商那和修は摩突羅の地に布教せりとす。現在、彼の弟子の優婆麹多の伽藍は遺存するも、彼の寺院址は明らかならず。現在のMuttra 市の南部にはサブタルシン・ティラー(tilaaはヒンズー語にて丘塚の意)とドウルヴ・ティラーあり。西部にはカンカリー・ティラー。西北部にはチャウラーシ・ティラー。マハーヴィドヤー・ティラー。アンバリーカ・ティラー等あり。何れも古代仏教の遺址なり。

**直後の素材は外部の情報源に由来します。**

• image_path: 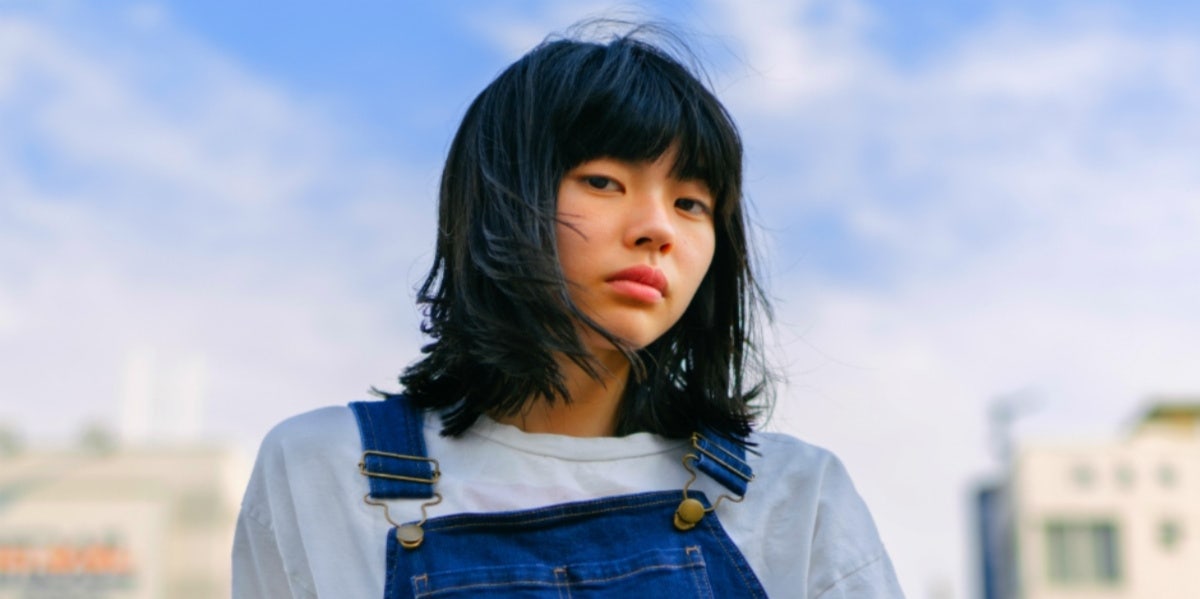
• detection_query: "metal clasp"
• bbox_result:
[358,450,441,484]
[358,450,442,550]
[674,433,752,531]
[363,493,443,550]
[690,432,754,484]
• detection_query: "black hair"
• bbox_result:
[396,24,772,440]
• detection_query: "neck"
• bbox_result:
[495,350,630,437]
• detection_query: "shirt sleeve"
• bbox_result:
[812,552,904,599]
[232,507,315,599]
[805,453,906,599]
[231,422,319,599]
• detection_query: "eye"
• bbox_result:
[675,197,713,216]
[583,175,621,192]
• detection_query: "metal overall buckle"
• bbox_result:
[674,432,754,531]
[358,450,442,549]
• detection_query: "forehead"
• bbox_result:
[541,45,740,207]
[652,147,715,195]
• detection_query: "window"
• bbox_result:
[1159,519,1183,552]
[1158,463,1178,489]
[1070,464,1095,489]
[1114,464,1134,490]
[1045,520,1122,585]
[175,489,222,527]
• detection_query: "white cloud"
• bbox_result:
[123,2,169,31]
[709,0,879,107]
[462,0,650,59]
[0,8,435,451]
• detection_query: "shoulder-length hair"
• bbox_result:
[398,26,772,440]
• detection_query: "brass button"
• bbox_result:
[673,498,705,531]
[396,524,424,549]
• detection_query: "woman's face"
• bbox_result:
[555,147,716,354]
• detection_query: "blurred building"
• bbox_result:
[0,430,245,599]
[978,401,1200,599]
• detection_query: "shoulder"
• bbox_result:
[242,406,361,521]
[749,431,843,480]
[259,405,359,453]
[236,406,388,597]
[251,405,366,476]
[739,431,904,597]
[749,432,870,507]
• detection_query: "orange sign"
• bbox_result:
[0,535,136,593]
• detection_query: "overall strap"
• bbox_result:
[691,429,755,496]
[348,394,438,499]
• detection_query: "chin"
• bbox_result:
[590,322,670,353]
[575,304,682,354]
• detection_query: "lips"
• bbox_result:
[606,265,669,301]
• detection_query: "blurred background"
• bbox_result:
[1,0,1197,597]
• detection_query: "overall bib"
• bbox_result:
[350,396,769,598]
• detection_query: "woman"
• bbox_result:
[233,25,904,598]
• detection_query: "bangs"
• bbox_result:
[552,40,742,213]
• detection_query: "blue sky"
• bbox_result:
[2,1,1199,596]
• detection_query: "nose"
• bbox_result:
[626,191,675,254]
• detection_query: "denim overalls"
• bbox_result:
[349,395,769,598]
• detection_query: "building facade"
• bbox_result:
[978,402,1200,599]
[0,439,245,599]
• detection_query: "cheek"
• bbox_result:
[689,233,717,285]
[673,236,717,311]
[700,237,716,275]
[554,219,592,281]
[680,241,718,325]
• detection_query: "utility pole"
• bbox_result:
[988,388,1041,467]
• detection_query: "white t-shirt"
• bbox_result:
[233,406,904,598]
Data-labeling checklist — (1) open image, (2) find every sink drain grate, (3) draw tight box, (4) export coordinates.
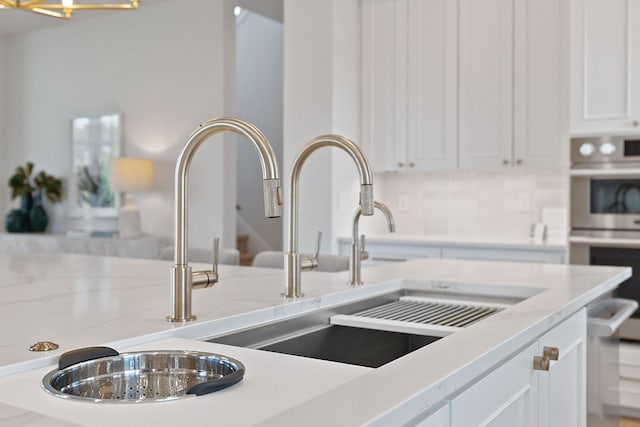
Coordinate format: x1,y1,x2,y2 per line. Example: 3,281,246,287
330,296,504,337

玄奘三蔵の『大唐西域記』の「秣莵羅國」には次のように記されている。
マトゥラー国の周囲は五千余里であり、国の中心市街地は二〇余里に及んでいる。・・・・・・・伽藍は二十余箇所、僧侶は二千余人である。大乗と小乗の仏教を兼学する者が多い。通俗神を祀る祠が五箇所あって、そこにはそれぞれの修行を励むものがいる。また三つの仏塔があるが、これらは全てアショーカ王が建立したものである。また過去四仏の遺跡がかなり多く見られ、釈迦如来の弟子の遺骨を祀る仏塔も見られる。それらはシャーリープトラ、モッガラーナ、プールナマイトラーヤニプッタ、ウパーリ、アーナンダ、ラーフラ、マンジュシュリ等の弟子や菩薩のものである。・・・・・街の中心から東に五〜六里行った所に一つの山の伽藍に至る。そこは崖を抉って居室となし、谷にそって門をかたどっている。これはウパグプタ尊者が建てたものである。またそこにはブツダの爪の仏塔がある。伽藍の北側の岩の間にも石室がある。高さは二十余尺、広さは三十余尺である。その石室の中には長さ四寸の細い数取りの串が積み上げられている。ウパグプタ尊者が説法し,夫妻を教え導いて、夫婦共に無学の道を覚った場合は一つの数取り串を石室に投げ入れたのである。覚りを開いた者は、随分いたが、夫婦でなかったり、他の部族出身者などは一々数え切れない。石室の東南へ二十四〜五里ほどの所に大きな涸れ池があり、その傍らに仏塔が建てられている。むかしブツダがここを通りかかったとき、猿が蜜をブツダに差し上げたので、ブツダはそれに水を加えて大勢の弟子たちに飲ませた。その様子を見た猿は喜びすぎて穴に落ちて死んだが、その功徳によって人間に生まれる事ができた。池の北側であまり遠くない所に大きな林があり、そこは過去の四仏がむかし経行(坐禅の合間に静かに歩すること)された遺跡があり、その側にはシャーリープトラ、モッガラーナ等千二百五十人の阿羅漢果を得た仏弟子が坐禅修行した場所があり、そこには仏塔が建てられ、そのことを顕彰している。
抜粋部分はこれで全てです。